Pierwsza szopka przedstawiająca wnętrze stajenki betlejemskiej stanęła na Rynku w 2001 roku staraniem Unii Przedsiębiorców i Właścicieli Nieruchomości w Krośnie. Z czasem przybywały nowe elementy, a pozostałe figury zyskiwały bogatszy wystrój. To wszystko miało sprawić, że krośnieńska Starówka zyska niepowtarzalny, świąteczny klimat. Szopka stała się miejscem spontanicznych spotkań, robienia zdjęć, a także wspólnego kolędowania.
W tym roku nie przybyło nowych rzeźb, a jednak szopka się zmieniła. Została na nowo zaaranżowana, bo zmieniła swoją lokalizację. Dotychczas stała przy studni. Teraz po drugiej stronie Rynku - na fontannie.
- Lokalizacja szopki została zmieniona z uwagi na to, że na zimę fontanna jest nieczynna i trzeba ją przykrywać. Pomyślano, że przykrycie fontanny będzie równocześnie stanowić podest dla szopki - wyjaśnia Marek Burdzy z Biura Wystaw Artystycznych w Krośnie, które od kilku lat zajmuję się szopką. - Po pierwsze - nie będzie szpecił jakiś foliowy daszek przykrywający fontannę, po drugie - podest stanowi naturalne proscenium, bo jest podwyższony o około 70 cm nad płytą Rynku - dodaje.

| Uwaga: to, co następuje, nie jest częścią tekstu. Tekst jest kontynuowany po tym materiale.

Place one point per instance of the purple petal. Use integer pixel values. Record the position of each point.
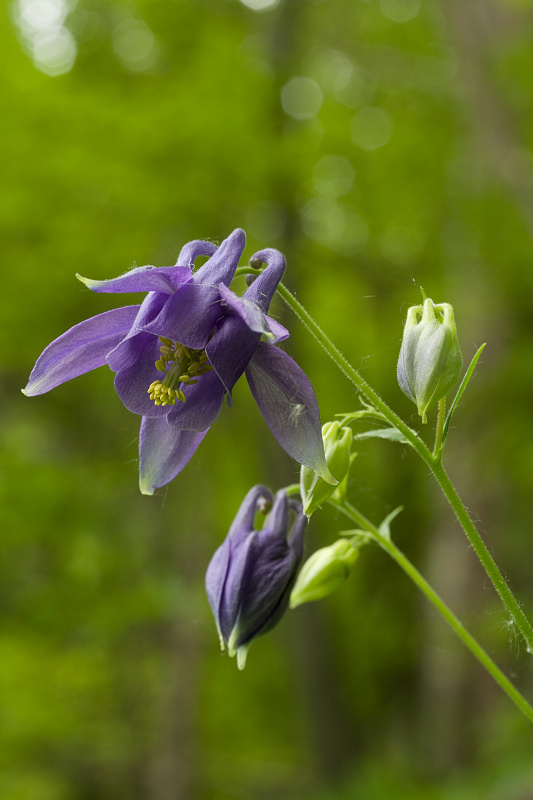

Część figur i zwierzątek stoi bezpośrednio na płycie Rynku, a pozostała cześć - na nowej konstrukcji przykrywającej fontannę.

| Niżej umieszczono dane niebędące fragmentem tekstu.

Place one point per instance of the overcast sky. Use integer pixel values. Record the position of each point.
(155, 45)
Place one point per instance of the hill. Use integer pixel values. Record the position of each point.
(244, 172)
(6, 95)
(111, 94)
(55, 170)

Niewiele brakowało, a w styczniu 2004 roku szopka byłaby ustawiona po raz ostatni - wtedy to podpalił ją nieznany sprawca. Mocno nadpalone zostały dwie figury, zniszczeniu uległa też konstrukcja szopki. To smutne wydarzenie spowodowało, że w kolejnych latach zrezygnowano z użycia łatwopalnej słomy jako wystroju.
Szopka będzie zdobić Rynek przez cały karnawał, najprawdopodobniej do końca stycznia.